HERÁCLITO DE
ÉFESO
Heráclito de Éfeso é um dos filósofos pré-socráticos mais importantes. Ele leva o discurso filosófico de Tales, Anaximandro e Anaxímenes a posições decididamente mais avançadas e em grande parte novas. Os três jônicos interessaram-se pelo problema da physis, constatando o dinamismo universal da realidade. Todavia eles não explicitaram e não tematizaram este aspecto preciso da realidade e nem puderam refletir sobre as múltiplas implicações desse mesmo aspecto. Foi o que fez Heráclito.
Em primeiro lugar, ele chamou a atenção para a perene mobilidade de todas as coisas. Segundo ele, nada permanece imóvel e nada permanece em estado de fixidez e estabilidade, mas tudo se move, tudo muda, tudo se transforma, sem cessar e sem exceção ("tudo flui"), recordando a futura e famosa afirmação de Lavoisier. Para ele, só o devir das coisas é permanente, no sentido de que as coisas não tem realidade senão justamente no perene devir.
Entretanto a filosofia de Heráclito está bem longe de se reduzir a mera proclamação do fluxo universal das coisas: esta é a constatação de partida. Para Heráclito, o devir é um contínuo conflito dos contrários que se alternam, é uma perene luta de um contra o outro, uma guerra perpétua. E como as coisas só têm realidade no perene devir, essa guerra se revela como o fundamento da realidade das coisas.
No entanto, essa guerra é ao mesmo tempo paz e harmonia, fazendo com que o fluir perene das coisas e o universal devir se revelem na síntese dos contrários, tornando-se o perene pacificador dos beligerantes.
Segundo Heráclito, a multiplicidade das coisas se recolhe numa unidade dinâmica superior, conforme suas próprias palavras: "De todas as coisas o um e do um todas as coisas". É na síntese dos opostos que está o princípio que explica toda a realidade e, por isso mesmo, é exatamente nisso que consiste Deus ou o divino. Deus é a harmonia dos contrários, a unidade dos opostos.
Mas, enquanto nos jônicos não se atribuía inteligência ao primeiro princípio divino, fica claro que Heráclito a tenha atribuído como podemos ver em suas próprias palavras: "A natureza humana não possui conhecimentos, a natureza divina sim" e em "Só existe uma sabedoria: reconhecer a inteligência que governa todas as coisas através de todas as coisas".

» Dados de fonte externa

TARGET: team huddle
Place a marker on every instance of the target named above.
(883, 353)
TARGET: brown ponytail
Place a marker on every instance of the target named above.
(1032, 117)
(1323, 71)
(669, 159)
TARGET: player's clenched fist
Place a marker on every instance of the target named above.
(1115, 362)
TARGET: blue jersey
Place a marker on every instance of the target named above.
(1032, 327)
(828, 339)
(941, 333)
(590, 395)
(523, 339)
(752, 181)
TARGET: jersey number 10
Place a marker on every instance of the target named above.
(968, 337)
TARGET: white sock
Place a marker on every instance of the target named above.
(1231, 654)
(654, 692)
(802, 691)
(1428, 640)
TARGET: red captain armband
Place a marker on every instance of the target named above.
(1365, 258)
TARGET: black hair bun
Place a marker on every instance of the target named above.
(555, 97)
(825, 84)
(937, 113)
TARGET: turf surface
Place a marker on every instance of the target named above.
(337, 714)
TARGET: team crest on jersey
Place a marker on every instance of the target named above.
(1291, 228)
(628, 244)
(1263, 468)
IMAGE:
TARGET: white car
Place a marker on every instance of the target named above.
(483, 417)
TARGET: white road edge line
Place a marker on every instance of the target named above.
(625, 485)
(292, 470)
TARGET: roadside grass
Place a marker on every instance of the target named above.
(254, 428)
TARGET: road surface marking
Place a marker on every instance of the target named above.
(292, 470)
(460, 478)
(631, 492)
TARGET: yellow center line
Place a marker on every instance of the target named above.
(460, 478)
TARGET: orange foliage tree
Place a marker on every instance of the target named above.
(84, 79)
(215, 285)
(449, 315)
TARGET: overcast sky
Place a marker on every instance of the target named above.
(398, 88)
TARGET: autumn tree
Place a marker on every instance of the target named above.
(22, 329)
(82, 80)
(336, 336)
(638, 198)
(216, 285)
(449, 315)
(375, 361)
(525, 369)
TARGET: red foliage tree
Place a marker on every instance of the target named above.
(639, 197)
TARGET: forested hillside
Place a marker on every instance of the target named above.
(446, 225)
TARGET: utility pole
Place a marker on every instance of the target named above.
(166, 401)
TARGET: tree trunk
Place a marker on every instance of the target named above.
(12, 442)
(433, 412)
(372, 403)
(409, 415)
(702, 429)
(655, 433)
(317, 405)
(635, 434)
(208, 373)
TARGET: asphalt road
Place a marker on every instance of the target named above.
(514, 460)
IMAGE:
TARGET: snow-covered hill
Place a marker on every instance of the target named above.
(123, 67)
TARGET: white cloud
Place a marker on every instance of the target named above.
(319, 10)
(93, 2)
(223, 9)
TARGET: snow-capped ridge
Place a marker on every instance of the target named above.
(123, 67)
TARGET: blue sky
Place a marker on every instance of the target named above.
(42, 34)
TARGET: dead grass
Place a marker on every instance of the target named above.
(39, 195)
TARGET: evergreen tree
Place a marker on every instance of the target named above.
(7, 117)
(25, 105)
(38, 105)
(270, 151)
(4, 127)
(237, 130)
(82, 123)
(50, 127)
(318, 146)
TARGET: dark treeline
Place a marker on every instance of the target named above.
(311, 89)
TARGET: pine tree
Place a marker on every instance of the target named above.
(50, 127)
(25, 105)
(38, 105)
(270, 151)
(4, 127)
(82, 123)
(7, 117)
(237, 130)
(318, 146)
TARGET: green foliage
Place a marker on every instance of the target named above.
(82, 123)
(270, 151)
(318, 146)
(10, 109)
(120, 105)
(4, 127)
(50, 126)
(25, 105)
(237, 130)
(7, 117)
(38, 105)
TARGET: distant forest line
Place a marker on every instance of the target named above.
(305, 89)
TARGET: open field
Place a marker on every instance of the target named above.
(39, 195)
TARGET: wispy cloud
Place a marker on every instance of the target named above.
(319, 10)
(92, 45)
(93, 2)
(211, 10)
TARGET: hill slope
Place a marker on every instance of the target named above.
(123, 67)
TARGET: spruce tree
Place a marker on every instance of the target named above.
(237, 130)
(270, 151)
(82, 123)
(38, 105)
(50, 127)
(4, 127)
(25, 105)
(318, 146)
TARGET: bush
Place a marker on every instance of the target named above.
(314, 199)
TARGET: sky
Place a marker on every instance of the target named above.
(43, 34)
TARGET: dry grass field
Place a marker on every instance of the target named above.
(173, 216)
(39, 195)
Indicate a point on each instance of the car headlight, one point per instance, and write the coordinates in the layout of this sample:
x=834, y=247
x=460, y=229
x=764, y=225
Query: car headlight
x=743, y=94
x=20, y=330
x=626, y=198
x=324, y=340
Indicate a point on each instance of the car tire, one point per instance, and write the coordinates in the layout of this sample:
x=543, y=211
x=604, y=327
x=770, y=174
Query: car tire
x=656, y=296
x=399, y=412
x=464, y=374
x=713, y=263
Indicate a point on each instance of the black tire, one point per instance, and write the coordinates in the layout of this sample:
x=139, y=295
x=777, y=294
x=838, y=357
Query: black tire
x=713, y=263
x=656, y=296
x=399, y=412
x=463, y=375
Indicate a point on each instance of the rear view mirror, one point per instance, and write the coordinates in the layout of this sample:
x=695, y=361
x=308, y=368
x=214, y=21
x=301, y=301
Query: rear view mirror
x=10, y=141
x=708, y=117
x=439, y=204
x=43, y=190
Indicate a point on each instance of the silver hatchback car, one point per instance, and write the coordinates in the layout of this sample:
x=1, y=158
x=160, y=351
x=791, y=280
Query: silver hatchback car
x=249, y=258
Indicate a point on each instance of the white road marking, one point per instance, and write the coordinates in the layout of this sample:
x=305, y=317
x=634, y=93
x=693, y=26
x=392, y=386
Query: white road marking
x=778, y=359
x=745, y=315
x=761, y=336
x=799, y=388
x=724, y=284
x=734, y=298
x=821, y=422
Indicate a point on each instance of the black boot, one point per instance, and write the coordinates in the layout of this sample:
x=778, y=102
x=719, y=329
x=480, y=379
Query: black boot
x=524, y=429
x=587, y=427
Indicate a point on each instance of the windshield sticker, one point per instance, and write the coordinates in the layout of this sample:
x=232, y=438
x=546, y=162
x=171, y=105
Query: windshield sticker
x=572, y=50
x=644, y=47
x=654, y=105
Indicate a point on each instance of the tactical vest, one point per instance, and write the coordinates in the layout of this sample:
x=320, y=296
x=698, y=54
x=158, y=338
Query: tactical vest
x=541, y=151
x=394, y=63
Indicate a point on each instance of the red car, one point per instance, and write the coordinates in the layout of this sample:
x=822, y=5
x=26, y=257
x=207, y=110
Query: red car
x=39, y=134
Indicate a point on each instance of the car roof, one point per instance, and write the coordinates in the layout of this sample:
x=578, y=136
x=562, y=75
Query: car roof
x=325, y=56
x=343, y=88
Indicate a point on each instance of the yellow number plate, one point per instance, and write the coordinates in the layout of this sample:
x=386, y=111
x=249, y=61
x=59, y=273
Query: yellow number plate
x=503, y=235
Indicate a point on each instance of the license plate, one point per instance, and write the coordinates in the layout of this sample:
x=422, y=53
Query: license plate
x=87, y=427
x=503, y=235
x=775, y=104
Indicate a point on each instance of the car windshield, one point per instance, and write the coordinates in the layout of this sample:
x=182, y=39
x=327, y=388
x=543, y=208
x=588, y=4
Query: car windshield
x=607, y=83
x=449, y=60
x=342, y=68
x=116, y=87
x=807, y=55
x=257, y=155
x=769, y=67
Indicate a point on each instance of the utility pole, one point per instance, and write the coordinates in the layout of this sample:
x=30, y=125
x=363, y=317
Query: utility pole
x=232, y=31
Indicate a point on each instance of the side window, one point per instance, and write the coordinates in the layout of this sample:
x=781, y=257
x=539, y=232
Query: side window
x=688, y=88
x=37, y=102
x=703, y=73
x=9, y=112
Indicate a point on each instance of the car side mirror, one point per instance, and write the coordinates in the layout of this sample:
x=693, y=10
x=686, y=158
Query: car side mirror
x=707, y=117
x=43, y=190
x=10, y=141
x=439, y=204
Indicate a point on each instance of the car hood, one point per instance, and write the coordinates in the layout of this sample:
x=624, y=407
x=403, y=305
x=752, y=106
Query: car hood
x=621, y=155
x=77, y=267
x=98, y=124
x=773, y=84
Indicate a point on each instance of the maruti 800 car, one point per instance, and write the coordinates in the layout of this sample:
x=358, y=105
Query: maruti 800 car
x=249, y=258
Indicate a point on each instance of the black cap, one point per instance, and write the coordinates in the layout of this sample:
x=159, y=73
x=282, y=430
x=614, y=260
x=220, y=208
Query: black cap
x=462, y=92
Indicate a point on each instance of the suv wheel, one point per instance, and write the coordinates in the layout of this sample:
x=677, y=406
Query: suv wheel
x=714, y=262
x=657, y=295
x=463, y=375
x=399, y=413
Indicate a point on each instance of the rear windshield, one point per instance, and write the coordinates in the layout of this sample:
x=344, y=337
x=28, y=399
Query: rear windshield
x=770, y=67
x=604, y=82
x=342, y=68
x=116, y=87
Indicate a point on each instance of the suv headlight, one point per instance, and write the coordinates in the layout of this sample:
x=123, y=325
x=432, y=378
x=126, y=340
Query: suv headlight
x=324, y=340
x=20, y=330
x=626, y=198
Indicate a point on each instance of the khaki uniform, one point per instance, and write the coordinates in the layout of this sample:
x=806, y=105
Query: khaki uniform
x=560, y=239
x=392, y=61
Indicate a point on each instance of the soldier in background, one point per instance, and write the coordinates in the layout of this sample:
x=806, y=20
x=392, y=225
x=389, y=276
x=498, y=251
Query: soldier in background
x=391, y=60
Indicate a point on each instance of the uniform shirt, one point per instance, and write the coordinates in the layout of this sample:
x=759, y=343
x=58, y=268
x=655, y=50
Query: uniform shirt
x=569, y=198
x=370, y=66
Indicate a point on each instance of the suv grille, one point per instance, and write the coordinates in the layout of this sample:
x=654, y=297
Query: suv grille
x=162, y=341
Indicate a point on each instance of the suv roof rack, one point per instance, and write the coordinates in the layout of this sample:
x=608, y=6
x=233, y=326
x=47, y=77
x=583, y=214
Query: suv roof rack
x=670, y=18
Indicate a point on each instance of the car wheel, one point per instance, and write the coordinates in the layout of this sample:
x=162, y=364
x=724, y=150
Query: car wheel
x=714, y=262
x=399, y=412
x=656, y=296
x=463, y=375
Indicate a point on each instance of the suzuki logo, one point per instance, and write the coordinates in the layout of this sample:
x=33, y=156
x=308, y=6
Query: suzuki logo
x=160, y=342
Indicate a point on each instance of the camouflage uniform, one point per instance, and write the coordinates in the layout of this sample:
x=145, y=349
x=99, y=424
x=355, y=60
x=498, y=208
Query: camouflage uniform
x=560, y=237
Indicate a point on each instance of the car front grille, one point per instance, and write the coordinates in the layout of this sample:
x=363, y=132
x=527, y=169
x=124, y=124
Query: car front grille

Heráclito chamou este seu princípio de lógos e, para ele, a verdade não pode consistir senão em captar, entender e exprimir esse lógos comum a todas as coisas. Por conseqüência desse entendimento, compreende-se a sua desconfiança nos sentidos e nas opiniões comuns dos homens, desprezando o saber dos outros filósofos.
Heráclito expressou também alguns pensamentos sobre a alma, que vão além de seus predecessores. Assim como os jônicos, ele identificou a natureza da alma com a natureza do princípio, mas adicionou a idéia de que a alma possui propriedades completamente diferentes do corpo como em: "Mesmo percorrendo todos os caminhos, jamais encontrarás os limites da alma, tão profundo é o seu lógos". Com isso ele quer dizer que a alma estende-se ao infinito justamente ao contrário do que é físico.
Finalmente
para Heráclito, a felicidade não pode consistir nos prazeres do corpo, como ele
afirma de forma sublime em "Difícil
é a luta contra o desejo, pois o que este quer, compra-o a preço da alma",
adivinhando o núcleo da ética ascética do Fédon
de Platão, onde saciar o corpo significa perder a alma.